|| Council Tweaks
Wording of Homeowner Initiative
By Oliver Lukacs
Dec. 18 -- After quibbling over grammar and wording, the City Council Tuesday night finalized language on a ballot initiative that would require an owner's permission before a single family home can be declared a landmark or included in an historic district.
The debate focused on the wording identifying the owner and whose consent would be needed to designate homes as landmarks under the Homeowners Freedom of Choice Initiative, which will go before voters in a special mail-in election being held from February 20 to March 21.
Mayor Pro Tem Kevin McKeown wanted the wording to read "unanimous property owners' consent;" Councilman Michael Feinstein wanted it to read "all owners," because some properties have multiple owners.
Confused by the word "unanimous," Councilman Bob Holbrook asked, "Are they talking about their property or someone else's property with unanimous?" Holbrook said the word could be misinterpreted to mean that every homeowner's consent on the block, or neighborhood or community would be needed to designate one house.
After pondering the issue, City Attorney Marsha Moutrie informed the council that "state law really does not allow you to draft this for the reason that you have political positions you are taking."
The final wording will read: "Shall the municipal code be amended to require the prior written consent of all property owners of record before their buildings or other improvements in R-1 single family districts could be designated as either landmarks or structures of merit and before parcels could be designated as landmarks or included in historic districts?"
Afterward, the five Santa Monica for Renters' Rights council members -- Mayor Richard Bloom, Pam O'Connor, Ken Genser, Feinstein and McKeown -- offered to author the argument against the measure.
Because the council cannot write both arguments, Holbrook offered to assist any citizen in drafting the argument in favor of the measure, which qualified for a special election with nearly 10,000 signatures.
Arguments are due at the City Clerk's Office at City Hall by noon on Dec. 31, 2002. The deadline for rebuttals is January 10, 2003 at 5:30 p.m.
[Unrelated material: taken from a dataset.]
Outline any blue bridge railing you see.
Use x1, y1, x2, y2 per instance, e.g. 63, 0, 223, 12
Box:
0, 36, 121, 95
For voters preferring to drop off ballots, ballots will be accepted at City Hall until 9 p.m. on March 21.
In a separate action, the council unanimously voted to adopt a resolution that under a new State law tightens affordable housing loan procedures for the City's Redevelopment Agency. According to Bob Moncrief, the City's housing and redevelopment manager, "nothing has really changed."
The new law basically asks the agency to prove on paper that recipients of the loans "tried" their best to secure financing from a normal commercial or private bank before receiving more than 50 percent of the needed money from the Agency, according to Moncrief.
Moncrief said this is already standard practice in Santa Monica, and according to the agency's staff report "of the 21 Agency loans issued during the last five years, 17 (81 percent) included conventional bank financing."
Those 21 loans have helped create affordable housing for 456 households over the last five years in the City, Moncrief said.
"On a human level it is more than 456 if you consider turnover," Moncrief said.